Larry Summers Offers U.S. Chamber Rationale for Health Care Reform


During his interview at the Economic Club of Washington, White House Senior Economic Adviser Larry Summers made a case for health care reform. He cited the need to control the "most rapidly growing component of labor costs."

I heard this logic two years ago from Triad Hospitals CEO Denny Shelton. Shelton just sold his firm, pocketing over $40 million. Yet in a Peter G. Peterson kind of way, Denny didn't want to pay more in taxes to cover children. In a more noble move, he did offer to pay for his Medicare coverage. Shelton went on to start up Legacy Health Partners.

Billionaire Pete Peterson, co-founder of the Blackstone Group, is on a crusade to cut federal entitlement spending, specifically social security and health care. Treasury Chief Tim Geithner recently kow towed to Pete at a Council on Foreign Relations meeting. Tim joked that fiscal doves have fled, that everyone is now a fiscal hawk.

What does this portend for health care reform? Business clearly wants to shed responsibility for the pesky health insurance benefit. The government will do more, but temporarily. Fiscal conservatism means the individual will garner greater responsibility for health care.

Yet, health insurance is Act III. A long Act I had businesses shifting the cost of retirement to the employee over a period of decades. They froze defined benefit plans, substituting 401(k)'s and 403(b)'s. When the economy imploded, retirement matches were quickly frozen.

Act II was substituting cheap foreign labor for American workers. Over 2 million U.S. jobs migrated to the cheap siren call of low Asian wages. CEO incentive compensation soared.

But back to Act I, the Obama team wants laws requiring automatic enrollment in IRA and 401(k) plans. Expect something similar in health care, a requirement to purchase health care coverage. The fight is on over who pays. The other struggle is shaping reforms to benefit for-profit vs. nonprofit healthcare.

In the photo Larry Summers walks next to Carlyle Group co-founder David Rubenstein. Carlyle invests in for-profit health care companies. They range from MultiPlan, a PPO with a cost management division, to LifeCare, a long term acute care hospital provider, to ManorCare, a huge nursing home company. Did David plug a version of reform to Larry, one that benefits his health care portfolio?

Private health care has insider access to the Obama Health Care reform team.
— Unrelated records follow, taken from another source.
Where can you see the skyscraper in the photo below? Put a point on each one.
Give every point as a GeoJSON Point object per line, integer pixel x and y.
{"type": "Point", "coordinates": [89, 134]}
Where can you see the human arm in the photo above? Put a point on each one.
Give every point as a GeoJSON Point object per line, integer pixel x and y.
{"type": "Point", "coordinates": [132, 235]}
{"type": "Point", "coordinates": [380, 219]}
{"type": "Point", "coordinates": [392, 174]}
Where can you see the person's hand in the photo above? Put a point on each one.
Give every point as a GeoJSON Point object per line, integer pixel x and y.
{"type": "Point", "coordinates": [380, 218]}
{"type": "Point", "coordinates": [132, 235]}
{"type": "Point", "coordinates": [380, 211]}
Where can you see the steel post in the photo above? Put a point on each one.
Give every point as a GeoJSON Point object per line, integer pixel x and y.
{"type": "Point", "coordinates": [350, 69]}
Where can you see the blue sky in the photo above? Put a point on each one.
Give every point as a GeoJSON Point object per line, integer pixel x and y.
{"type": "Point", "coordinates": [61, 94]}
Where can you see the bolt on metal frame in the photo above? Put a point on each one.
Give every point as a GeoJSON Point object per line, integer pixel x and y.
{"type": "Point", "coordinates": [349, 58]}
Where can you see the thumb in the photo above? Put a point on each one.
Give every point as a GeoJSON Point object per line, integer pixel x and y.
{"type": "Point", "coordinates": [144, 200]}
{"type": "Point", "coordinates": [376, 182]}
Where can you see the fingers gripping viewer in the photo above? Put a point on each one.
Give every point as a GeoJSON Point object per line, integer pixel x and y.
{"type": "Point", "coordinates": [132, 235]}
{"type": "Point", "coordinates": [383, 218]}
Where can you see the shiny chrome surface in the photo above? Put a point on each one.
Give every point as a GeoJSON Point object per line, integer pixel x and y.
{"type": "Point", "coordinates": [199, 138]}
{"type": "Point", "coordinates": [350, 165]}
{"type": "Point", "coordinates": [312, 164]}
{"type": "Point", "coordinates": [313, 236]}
Health Czar Nancy-Ann DeParle is a private equity underwriter (PEU) like Mr. Rubenstein. Her board pay was over $550,000 in 2007 and her stock holdings/sales from private healthcare firms are over $7 million. She sits on the board of Denny Shelton's Legacy Health Partners. While Nancy-Ann already said "I'm in business," President Obama officially unveiled the White House Health Care Reform office just yesterday.

Health care deform is in play. Pay attention folks. The signs from Larry Summers and Nancy-Ann DeParle are worrisome. The devil will be in the details.

How quickly will America dive to the lowest global common denominator on worker pay/benefits? How tough will financial regulation really be, if it leaves out PEU's and their foreign friends, sovereign wealth funds? How will the big money boys strong arm world governments to continue dropping corporate income and capital gains taxes?

Those who have more, don't want to pay. War has been fought for less. Leadership is absent, replaced by greedership and bleedership. Pete Peterson proves that with nearly every speech. President Obama's team reinforces the point with his U.S. Chamber of Commerce lingo on health reform. Hold on tight. It could be a very rough ride.